There are several varieties of sleep disorders:
- Insomnia. Absence of deep sleep, problems with falling asleep, frequent awakening, general depressed feeling in the morning.
- Excessive sleep. Its duration considerably exceeds the norm, the person can sleep the whole night for 10-12 hours or more.
- Hypersomnia. Despite deep and long sleep, the person constantly wants to sleep.
- Parasomnia. Obsessive states, feelings or movements that occur during falling asleep or during changes in the stages of sleep (somnambulism, bruxism, sexual arousal, phobias, involuntary movements of body parts).

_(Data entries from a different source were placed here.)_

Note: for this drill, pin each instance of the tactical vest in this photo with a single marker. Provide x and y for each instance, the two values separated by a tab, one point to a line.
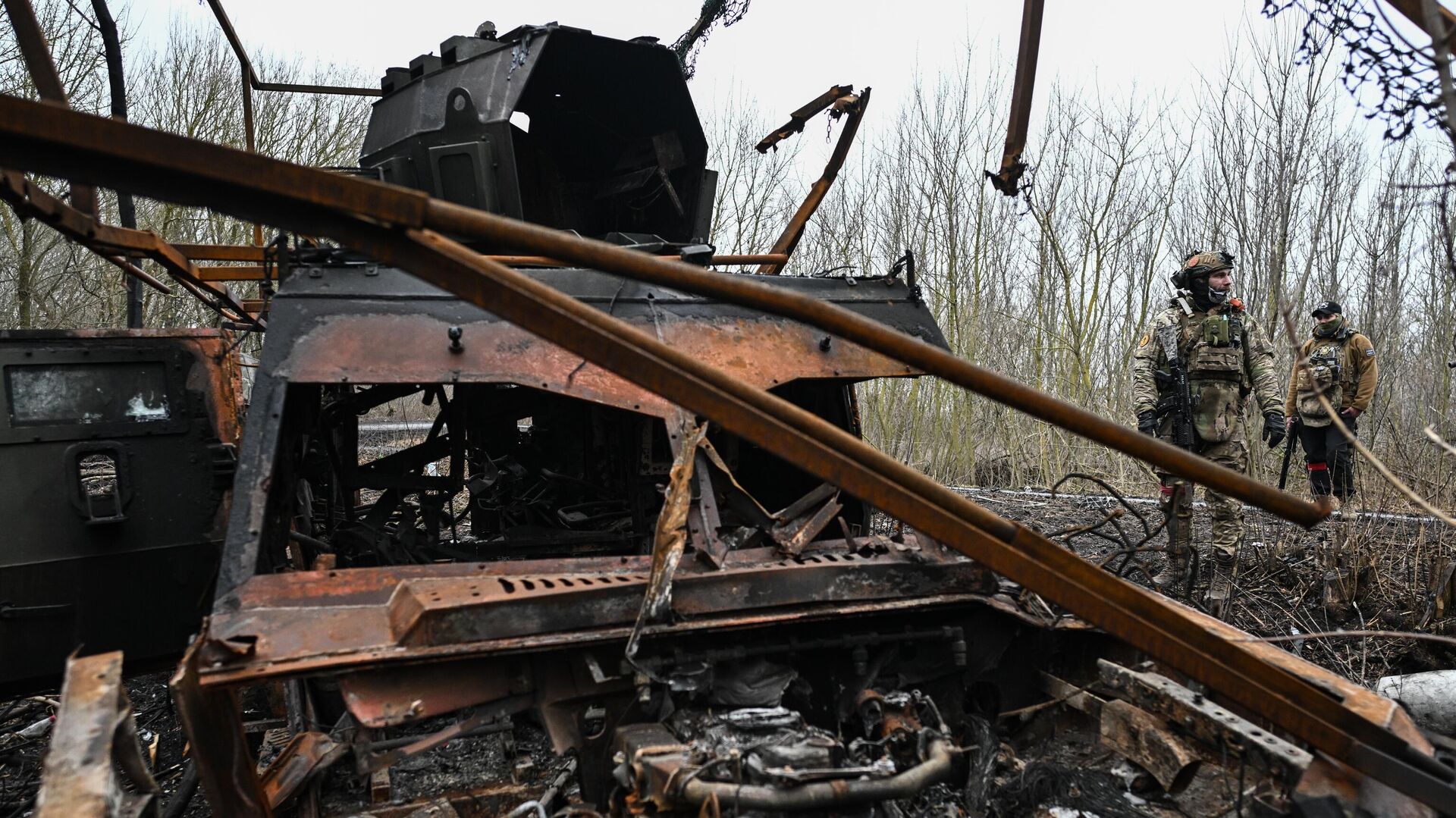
1213	348
1329	375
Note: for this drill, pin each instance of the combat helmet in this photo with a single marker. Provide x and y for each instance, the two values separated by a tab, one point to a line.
1193	277
1201	265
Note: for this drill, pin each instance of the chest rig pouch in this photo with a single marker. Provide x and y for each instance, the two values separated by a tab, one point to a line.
1216	373
1323	378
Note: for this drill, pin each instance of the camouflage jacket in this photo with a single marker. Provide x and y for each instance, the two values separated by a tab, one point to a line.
1220	375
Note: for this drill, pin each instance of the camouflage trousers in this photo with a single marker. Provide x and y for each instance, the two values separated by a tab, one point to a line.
1226	512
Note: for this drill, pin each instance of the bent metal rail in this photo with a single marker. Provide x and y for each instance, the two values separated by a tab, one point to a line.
408	229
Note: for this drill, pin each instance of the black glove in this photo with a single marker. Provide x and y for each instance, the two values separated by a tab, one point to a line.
1274	428
1147	422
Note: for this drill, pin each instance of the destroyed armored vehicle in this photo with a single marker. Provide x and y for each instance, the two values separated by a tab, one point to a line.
443	520
498	572
118	452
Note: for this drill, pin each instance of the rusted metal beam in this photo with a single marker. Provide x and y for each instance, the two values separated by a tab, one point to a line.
38	61
1414	11
139	274
221	252
95	737
852	108
1207	722
218	747
1008	178
306	756
251	76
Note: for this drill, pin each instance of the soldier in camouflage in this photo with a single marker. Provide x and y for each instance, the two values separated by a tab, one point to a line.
1226	359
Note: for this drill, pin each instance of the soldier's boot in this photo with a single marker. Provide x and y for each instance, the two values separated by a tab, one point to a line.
1220	582
1180	534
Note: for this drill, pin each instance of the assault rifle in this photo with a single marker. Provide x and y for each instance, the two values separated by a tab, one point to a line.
1177	400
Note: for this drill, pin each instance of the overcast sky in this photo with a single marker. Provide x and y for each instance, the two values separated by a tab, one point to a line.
783	53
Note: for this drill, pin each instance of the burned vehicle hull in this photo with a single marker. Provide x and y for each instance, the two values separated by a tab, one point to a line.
118	450
510	556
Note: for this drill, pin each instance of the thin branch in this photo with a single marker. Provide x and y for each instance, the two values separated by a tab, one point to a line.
1360	634
1430	433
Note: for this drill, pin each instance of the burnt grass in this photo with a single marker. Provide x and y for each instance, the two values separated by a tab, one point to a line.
1282	588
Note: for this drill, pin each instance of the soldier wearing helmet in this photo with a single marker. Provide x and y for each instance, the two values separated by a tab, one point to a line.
1226	359
1343	368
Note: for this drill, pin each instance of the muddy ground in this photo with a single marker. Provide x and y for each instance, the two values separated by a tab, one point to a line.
1047	762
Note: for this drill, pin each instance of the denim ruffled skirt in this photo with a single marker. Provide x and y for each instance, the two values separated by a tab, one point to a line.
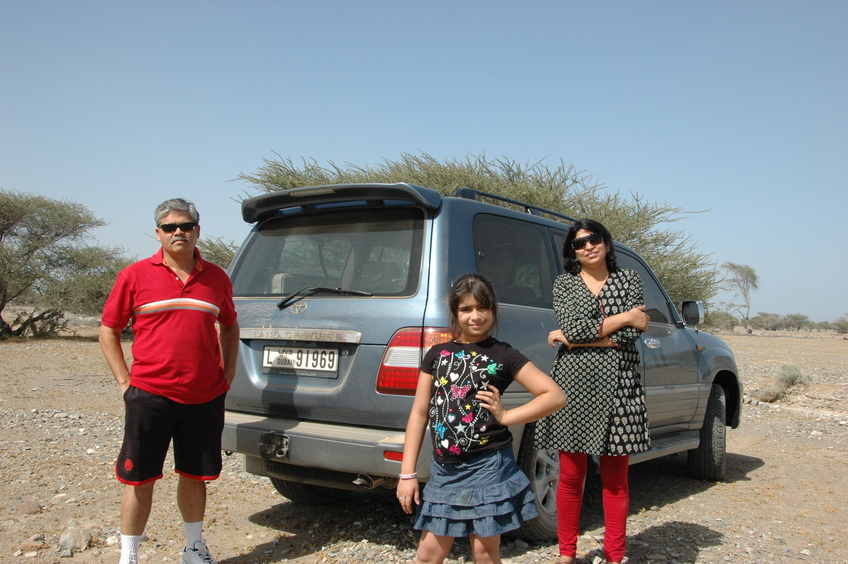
486	496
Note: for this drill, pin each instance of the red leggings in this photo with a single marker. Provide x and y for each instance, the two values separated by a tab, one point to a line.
572	479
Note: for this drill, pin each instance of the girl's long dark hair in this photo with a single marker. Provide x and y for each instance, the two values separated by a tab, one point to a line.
483	291
569	257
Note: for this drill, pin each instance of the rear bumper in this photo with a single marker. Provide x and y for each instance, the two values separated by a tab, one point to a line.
324	446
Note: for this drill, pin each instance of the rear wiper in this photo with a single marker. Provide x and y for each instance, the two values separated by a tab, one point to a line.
311	290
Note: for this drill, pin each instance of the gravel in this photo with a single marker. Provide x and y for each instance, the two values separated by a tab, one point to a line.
784	500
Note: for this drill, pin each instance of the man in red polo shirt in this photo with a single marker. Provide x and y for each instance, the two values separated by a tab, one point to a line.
184	358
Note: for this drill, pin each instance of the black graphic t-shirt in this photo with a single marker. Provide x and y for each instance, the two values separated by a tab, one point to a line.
459	427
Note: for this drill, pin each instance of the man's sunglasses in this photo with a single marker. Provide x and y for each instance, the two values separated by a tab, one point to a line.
594	238
184	227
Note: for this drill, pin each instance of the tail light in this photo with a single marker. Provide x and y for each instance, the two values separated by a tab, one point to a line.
401	362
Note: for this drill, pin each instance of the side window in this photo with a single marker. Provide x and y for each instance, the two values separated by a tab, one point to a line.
656	303
517	257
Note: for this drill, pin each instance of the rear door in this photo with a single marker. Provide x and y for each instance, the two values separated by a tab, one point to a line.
317	359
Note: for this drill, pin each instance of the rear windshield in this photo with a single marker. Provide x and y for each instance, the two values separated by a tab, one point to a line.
376	250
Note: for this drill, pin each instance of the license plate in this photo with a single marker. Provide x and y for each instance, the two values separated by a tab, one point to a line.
304	360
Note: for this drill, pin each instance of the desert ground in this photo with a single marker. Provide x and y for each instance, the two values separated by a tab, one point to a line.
784	500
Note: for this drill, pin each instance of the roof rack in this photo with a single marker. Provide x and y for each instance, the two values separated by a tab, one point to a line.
471	194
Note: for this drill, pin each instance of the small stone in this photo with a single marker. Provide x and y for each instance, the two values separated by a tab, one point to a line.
29	507
75	539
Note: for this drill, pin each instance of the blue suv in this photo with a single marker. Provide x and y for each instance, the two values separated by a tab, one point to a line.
341	289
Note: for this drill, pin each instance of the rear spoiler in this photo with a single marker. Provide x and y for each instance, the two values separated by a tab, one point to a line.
260	207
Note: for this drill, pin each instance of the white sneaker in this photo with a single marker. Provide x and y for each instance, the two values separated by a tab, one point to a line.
199	554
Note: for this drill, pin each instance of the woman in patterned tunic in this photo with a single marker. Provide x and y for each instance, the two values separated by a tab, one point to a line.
600	311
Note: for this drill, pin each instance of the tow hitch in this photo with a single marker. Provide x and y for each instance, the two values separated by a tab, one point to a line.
272	445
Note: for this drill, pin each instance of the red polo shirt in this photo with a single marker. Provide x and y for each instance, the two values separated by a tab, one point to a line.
176	353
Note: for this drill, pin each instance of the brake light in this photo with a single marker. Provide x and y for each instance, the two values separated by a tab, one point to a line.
401	362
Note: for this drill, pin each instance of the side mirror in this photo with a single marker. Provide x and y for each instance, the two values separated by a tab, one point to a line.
693	312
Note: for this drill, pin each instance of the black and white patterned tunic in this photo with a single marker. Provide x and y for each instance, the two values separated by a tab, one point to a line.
606	412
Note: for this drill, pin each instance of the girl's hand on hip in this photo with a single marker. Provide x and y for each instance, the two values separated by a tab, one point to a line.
408	493
491	400
557	336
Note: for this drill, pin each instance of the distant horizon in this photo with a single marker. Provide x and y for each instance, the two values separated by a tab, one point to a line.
736	110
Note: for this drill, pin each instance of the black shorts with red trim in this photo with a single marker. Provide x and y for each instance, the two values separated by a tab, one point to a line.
152	421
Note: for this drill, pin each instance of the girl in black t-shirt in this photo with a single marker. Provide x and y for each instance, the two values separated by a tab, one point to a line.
476	488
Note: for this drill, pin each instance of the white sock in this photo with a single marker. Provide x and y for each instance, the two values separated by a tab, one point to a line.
194	533
129	548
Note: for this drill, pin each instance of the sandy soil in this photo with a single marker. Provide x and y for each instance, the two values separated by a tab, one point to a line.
784	500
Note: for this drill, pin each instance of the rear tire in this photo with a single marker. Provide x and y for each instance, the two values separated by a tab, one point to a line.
308	494
542	468
709	460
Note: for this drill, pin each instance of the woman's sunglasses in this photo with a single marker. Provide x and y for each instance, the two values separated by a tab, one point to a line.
184	227
594	238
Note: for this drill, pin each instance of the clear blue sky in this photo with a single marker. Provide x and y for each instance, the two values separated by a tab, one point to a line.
739	108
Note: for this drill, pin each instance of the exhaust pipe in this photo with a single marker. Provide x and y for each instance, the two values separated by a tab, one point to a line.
369	482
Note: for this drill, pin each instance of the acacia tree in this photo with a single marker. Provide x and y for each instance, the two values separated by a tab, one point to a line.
685	272
741	279
46	269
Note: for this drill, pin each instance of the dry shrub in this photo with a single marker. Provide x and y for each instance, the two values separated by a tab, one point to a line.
790	376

- Difficulties related to the breathing process (snoring, apnea).
- Deviations in the circadian rhythm of sleep. Inability to fall asleep at the usual time.
- Movement disorders. The need to move some parts of the body during sleep and when falling asleep.
Insomnia is the most common compared to the other types, so the concept of “sleep disorder” is often associated with it. If symptoms persist for more than 3 months, the acute form changes to a short-term form, which after another 3 months turns into a chronic form. Another reason for the onset of chronicity is depression and constant anxiety.
Factors Affecting Sleep Quality
Sometimes sleep disorders appear as a result of illness, and after treatment, everything returns to normal. But there are a number of causes caused by the actions of the person himself. In this case, they should be eliminated as soon as possible for a full recovery of the organism and to reduce the risk of pathologies of the nervous and immune systems.
Active Pastime and Exertion Before Going to Bed
The body needs some time to get ready for sleep. It isn’t possible to do this instantly. And any activity stimulates it and doesn’t let it relax, so the process of falling asleep is delayed indefinitely.
Shifting the Waking Time
Signs of insomnia are noted by many tourists traveling to countries where there is a big difference in time zones. Similar symptoms occur in those who have to regularly go to work on the night shift. The settings of the biological clock become disrupted.
Quarrels, Conflicts, and Nervous Turmoil
Any stress is a nervous system stimulant. The strong experiences associated with it not only prevent you from falling asleep peacefully but also undermine your general well-being.
Another factor that affects sleep is the consumption of foods that contain caffeine, which interferes with the synthesis of the sleep hormone, for example, chocolate, strong coffee and tea, which have a tonic effect. Eating any food less than 2 hours before bedtime negatively affects its quality, especially if it’s a spicy or fatty dish. Contrary to popular belief, alcohol is not an analogue of sleeping pills. On the contrary, it forces the body to engage in ethanol assimilation instead of restorative functions.
Sleep problems occur as a side effect when taking nootropics and neuroleptics that excite the CNS, as well as some allergy medications.
Unprepared Room for Rest
When the curtains on the windows are not thick enough, natural light or the glow of streetlights breaks through them, preventing a quick fall asleep. Negative reasons are also stuffiness and uncomfortable temperature in the bedroom. According to studies, the best way for a person to sleep is at 16-18 degrees Celsius in a well-ventilated room. Poor-quality bedding can also seriously compromise the tactile sensations.
Using Modern Gadgets
The melatonin that promotes falling asleep begins to be produced 2 hours before sleep. Computer games and action or horror movies disrupt this process.